MRDCL's shorthand language

Use of the easy to learn scripting language of MRDCL can be taken to a higher level by making use of a shorthand language that exists within MRDCL known as the pre-processor.

The pre-processor allows users to specify repetitive MRDCL code in a shorter way. For example, let’s say that you want 20 variables for 20 rating statements, you could enter the first definition and copy and paste the next 19 making appropriate changes. However, it is easy to make errors doing this, so MRDCL has a pre-processor language that allows you to specify this in a shorthand way, so that generates 20 variable definitions by ‘looping’ through your code 20 times. This makes amendment easier and reduces errors that may be hard to find.

It works by expanding the code you have written in the pre-processor, i.e. before it processes your instructions, as though you had written it in the full longer way.

The pre-processor allows you to store lists, set values and has a number of techniques to look up values for you.

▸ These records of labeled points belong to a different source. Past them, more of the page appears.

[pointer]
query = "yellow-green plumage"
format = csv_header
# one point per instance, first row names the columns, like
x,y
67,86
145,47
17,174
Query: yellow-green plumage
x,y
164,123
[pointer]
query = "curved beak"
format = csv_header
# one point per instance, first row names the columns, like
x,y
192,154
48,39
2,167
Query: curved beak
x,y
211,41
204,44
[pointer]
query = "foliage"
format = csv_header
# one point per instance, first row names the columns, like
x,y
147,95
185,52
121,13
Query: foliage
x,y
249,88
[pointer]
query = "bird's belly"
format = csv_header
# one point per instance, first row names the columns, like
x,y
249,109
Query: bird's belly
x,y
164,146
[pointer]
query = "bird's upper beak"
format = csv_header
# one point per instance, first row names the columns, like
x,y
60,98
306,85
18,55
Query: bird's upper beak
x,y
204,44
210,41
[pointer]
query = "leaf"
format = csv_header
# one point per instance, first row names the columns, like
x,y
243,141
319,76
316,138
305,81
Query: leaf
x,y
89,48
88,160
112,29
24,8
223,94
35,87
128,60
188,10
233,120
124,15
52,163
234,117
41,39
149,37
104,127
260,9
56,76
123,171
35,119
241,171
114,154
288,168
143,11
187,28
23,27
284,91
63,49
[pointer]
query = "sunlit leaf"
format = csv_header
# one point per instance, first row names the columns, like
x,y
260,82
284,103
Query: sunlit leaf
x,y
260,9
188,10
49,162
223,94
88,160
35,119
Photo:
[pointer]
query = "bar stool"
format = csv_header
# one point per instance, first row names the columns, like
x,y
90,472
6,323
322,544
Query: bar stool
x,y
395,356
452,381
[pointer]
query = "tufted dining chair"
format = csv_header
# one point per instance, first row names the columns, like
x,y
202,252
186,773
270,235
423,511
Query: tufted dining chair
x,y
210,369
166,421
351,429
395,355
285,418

Here’s a simple example:

[*data animals=lions, tigers, elephants, whales, dolphins]

[*do a=1:5]

ds $q1_[a]=$[a+100]/1-3,

x=’Like;

Neither like nor dislike;

Dislike’,

xt=’Q1 – [a]. Whether like [animals.a]’,

[*end a]

This would generate 5 variables for you, which would like this…..

ds $q1_1=$101/1-3,

x=’Like;

Neither like nor dislike;

Dislike’,

xt=’Q1 – 1. Whether like lions’,

ds $q1_2=$102/1-3,

x=’Like;

Neither like nor dislike;

Dislike’,

xt=’Q1 – 2. Whether like tigers’,

ds $q1_3=$103/1-3,

x=’Like;

etc.

There are many tools you can use to substitute text and figures which are particularly useful for repetitive script that you want. Furthermore, there are some really advanced tools that allow you to build templates or feed parameters into a piece of code to drive out powerful script.

Even basic use of the pre-processor will improve productivity for most projects by at least 20-30%.